Prior to acquiring the remaining outstanding interests in our unconsolidated joint ventures on April 30, 2010 (see Note 3), we had related party transactions with these joint ventures which are summarized below:

 

 

 

2010

 

 

 

 

 

Interest

 

 

 

Sales to

 

income from

 

DYNAenergetics RUS

 

$

663

 

$

 

Perfoline

 

19

 

13

 

 

 

 

 

 

 

Total

 

$

682

 

$

13

 

 

Concentration of Credit Risk

 

Financial instruments, which potentially subject us to a concentration of credit risk, consist primarily of cash, cash equivalents, and accounts receivable.

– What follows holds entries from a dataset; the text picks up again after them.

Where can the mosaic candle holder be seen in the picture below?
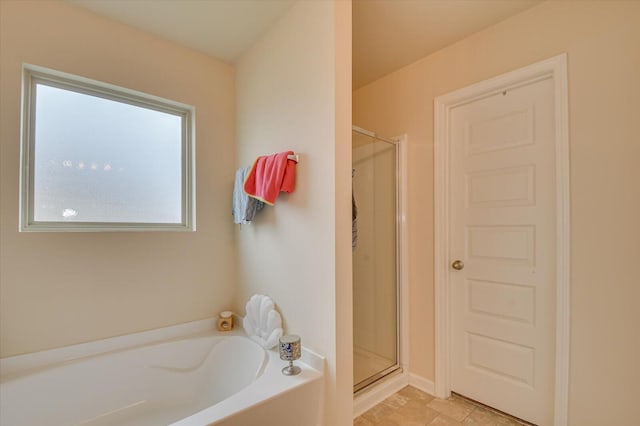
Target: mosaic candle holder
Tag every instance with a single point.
(290, 351)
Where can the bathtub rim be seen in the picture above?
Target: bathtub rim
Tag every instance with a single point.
(19, 365)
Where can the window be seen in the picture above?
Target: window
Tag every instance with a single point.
(96, 157)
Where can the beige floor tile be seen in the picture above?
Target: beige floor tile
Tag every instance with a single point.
(455, 408)
(397, 400)
(401, 419)
(481, 417)
(418, 411)
(413, 393)
(377, 413)
(443, 420)
(361, 421)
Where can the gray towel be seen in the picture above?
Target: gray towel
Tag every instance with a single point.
(244, 208)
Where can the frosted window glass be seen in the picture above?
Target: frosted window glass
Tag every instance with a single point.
(99, 157)
(98, 160)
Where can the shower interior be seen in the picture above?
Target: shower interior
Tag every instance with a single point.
(375, 258)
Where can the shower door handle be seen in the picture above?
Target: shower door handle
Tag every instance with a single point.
(458, 265)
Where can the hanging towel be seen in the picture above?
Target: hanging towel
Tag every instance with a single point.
(244, 208)
(270, 175)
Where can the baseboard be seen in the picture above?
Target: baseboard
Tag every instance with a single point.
(379, 392)
(425, 385)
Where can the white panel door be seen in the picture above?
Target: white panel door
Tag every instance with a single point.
(502, 228)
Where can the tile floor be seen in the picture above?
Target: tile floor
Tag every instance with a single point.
(412, 407)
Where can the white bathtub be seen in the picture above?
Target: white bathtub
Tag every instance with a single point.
(176, 376)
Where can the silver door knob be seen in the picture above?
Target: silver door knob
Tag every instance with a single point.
(457, 265)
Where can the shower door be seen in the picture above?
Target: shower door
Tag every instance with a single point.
(375, 258)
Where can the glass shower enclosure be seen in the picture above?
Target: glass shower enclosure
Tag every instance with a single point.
(375, 257)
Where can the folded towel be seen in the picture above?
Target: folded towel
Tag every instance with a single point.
(270, 175)
(244, 208)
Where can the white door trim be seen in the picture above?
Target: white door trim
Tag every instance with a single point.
(555, 68)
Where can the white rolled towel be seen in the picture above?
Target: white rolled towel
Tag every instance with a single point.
(262, 322)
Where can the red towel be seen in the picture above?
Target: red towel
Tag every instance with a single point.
(269, 175)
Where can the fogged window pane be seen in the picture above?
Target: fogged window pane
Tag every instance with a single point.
(98, 160)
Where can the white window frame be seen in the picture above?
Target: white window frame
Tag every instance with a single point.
(32, 75)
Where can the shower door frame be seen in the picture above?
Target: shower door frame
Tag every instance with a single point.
(402, 316)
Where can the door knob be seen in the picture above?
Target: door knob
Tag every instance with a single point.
(457, 265)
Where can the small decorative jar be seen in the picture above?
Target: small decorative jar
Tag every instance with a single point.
(225, 321)
(290, 351)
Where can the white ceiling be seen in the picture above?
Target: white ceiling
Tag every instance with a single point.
(220, 28)
(387, 34)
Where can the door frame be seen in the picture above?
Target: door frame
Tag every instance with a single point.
(556, 69)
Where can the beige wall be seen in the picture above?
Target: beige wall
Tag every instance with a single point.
(288, 97)
(58, 289)
(602, 41)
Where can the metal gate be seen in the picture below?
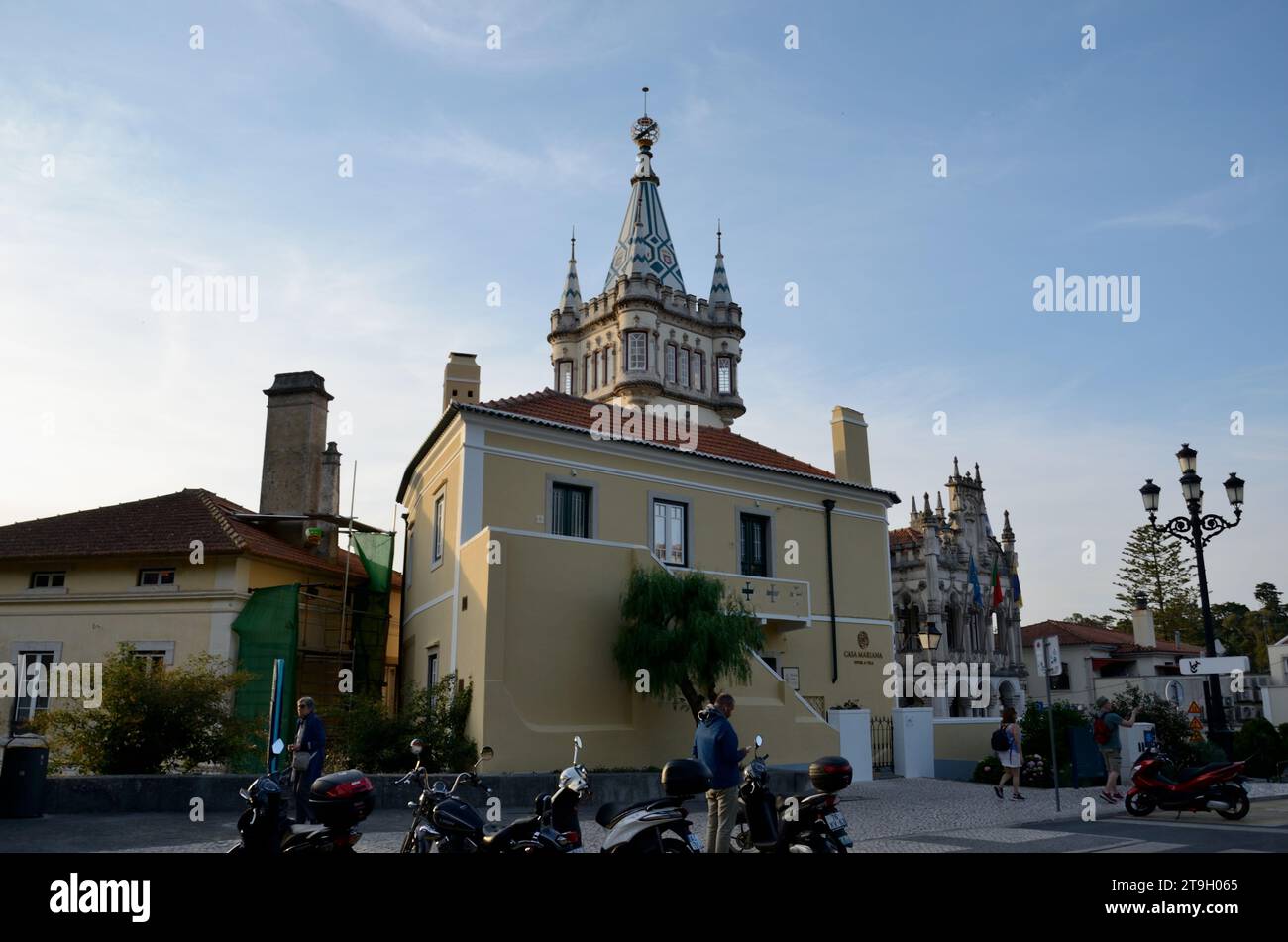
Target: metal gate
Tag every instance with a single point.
(883, 743)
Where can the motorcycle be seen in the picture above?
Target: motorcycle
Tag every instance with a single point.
(807, 824)
(459, 826)
(1158, 785)
(558, 812)
(339, 800)
(657, 825)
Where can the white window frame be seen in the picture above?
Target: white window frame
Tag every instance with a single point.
(636, 351)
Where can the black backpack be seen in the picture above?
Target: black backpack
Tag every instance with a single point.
(1000, 741)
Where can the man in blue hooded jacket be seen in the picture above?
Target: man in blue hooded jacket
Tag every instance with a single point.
(309, 738)
(715, 744)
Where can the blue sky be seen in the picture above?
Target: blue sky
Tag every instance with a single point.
(472, 163)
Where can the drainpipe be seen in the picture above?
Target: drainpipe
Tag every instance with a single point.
(831, 583)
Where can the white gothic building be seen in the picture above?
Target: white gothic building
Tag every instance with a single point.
(930, 581)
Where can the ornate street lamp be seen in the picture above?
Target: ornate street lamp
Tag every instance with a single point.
(1196, 530)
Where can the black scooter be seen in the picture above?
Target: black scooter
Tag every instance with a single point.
(459, 828)
(340, 800)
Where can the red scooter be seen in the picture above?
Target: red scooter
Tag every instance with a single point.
(1215, 786)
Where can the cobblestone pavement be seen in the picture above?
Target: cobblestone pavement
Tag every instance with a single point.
(889, 815)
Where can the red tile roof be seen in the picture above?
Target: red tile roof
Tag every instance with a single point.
(160, 527)
(1076, 633)
(575, 413)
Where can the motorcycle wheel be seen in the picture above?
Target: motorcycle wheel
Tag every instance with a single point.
(1138, 804)
(1241, 805)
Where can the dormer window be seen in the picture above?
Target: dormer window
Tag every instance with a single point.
(638, 352)
(724, 374)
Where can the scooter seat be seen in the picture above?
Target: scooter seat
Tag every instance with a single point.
(609, 815)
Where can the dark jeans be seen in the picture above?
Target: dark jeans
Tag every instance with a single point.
(303, 812)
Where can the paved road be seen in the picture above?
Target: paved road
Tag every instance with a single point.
(893, 815)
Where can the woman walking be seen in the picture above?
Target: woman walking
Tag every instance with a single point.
(1012, 757)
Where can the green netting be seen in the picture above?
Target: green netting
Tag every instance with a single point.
(267, 628)
(376, 551)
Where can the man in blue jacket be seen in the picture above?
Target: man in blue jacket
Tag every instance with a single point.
(309, 738)
(715, 744)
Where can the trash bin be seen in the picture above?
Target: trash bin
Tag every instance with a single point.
(22, 777)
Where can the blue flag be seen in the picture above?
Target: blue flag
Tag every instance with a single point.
(977, 592)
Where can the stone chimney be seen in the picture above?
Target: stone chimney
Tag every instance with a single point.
(294, 442)
(850, 447)
(1142, 623)
(460, 379)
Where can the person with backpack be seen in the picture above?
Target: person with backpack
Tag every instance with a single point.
(1104, 730)
(1006, 744)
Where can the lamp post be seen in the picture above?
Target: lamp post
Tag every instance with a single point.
(1197, 529)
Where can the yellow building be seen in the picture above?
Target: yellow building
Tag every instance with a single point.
(527, 515)
(171, 575)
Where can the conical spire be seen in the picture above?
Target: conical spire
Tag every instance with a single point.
(720, 292)
(571, 299)
(644, 244)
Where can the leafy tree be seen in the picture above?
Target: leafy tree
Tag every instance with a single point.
(153, 718)
(1171, 727)
(1260, 743)
(374, 739)
(1153, 564)
(687, 633)
(1035, 738)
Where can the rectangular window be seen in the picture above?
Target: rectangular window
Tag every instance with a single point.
(570, 511)
(724, 374)
(433, 675)
(638, 352)
(31, 680)
(670, 532)
(439, 517)
(754, 545)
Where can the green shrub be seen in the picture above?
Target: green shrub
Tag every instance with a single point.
(374, 739)
(1260, 743)
(153, 718)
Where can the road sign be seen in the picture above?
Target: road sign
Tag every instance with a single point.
(1214, 666)
(1054, 667)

Generally, we do not require collateral to secure receivables.  At December 31, 2012, we had no financial instruments with off-balance sheet risk of accounting losses other than the derivative discussed above.

 

Other Cumulative Comprehensive Loss

 

Other cumulative comprehensive loss as of December 31, 2012, 2011, and 2010 consisted entirely of currency translation adjustments.

 

Recent Accounting Pronouncements

 

In June 2011, the Financial Accounting Standards Board (“FASB”) issued an accounting standard which requires an entity to present the total of comprehensive income, the components of net income, and the components of other comprehensive income either in a single continuous statement of comprehensive income or in two separate but consecutive statements.  The amendment was to be applied retrospectively and was effective for fiscal years, and interim periods within those years, beginning after December 15, 2011.  Other than revised disclosures, this update did not have a material impact on our financial statements.

 

On September 15, 2011 the FASB issued a revised accounting standard intended to simplify how an entity tests goodwill for impairment.  The amendment allows an entity to first assess qualitative factors to determine whether it is necessary to perform the two-step quantitative goodwill impairment test.  An entity is no longer required to calculate the fair value of a reporting unit unless the entity determines, based on a qualitative assessment, that it is more likely than not that its fair value is less than its carrying amount.  The amendment was effective for annual and interim goodwill impairment tests performed for fiscal years beginning after December 15, 2011.  We adopted this amendment for our Explosive Metalworking reporting unit.

 

Reclassifications

 

Certain prior year balances in the consolidated financial statements and notes have been reclassified to conform to the 2012 presentation.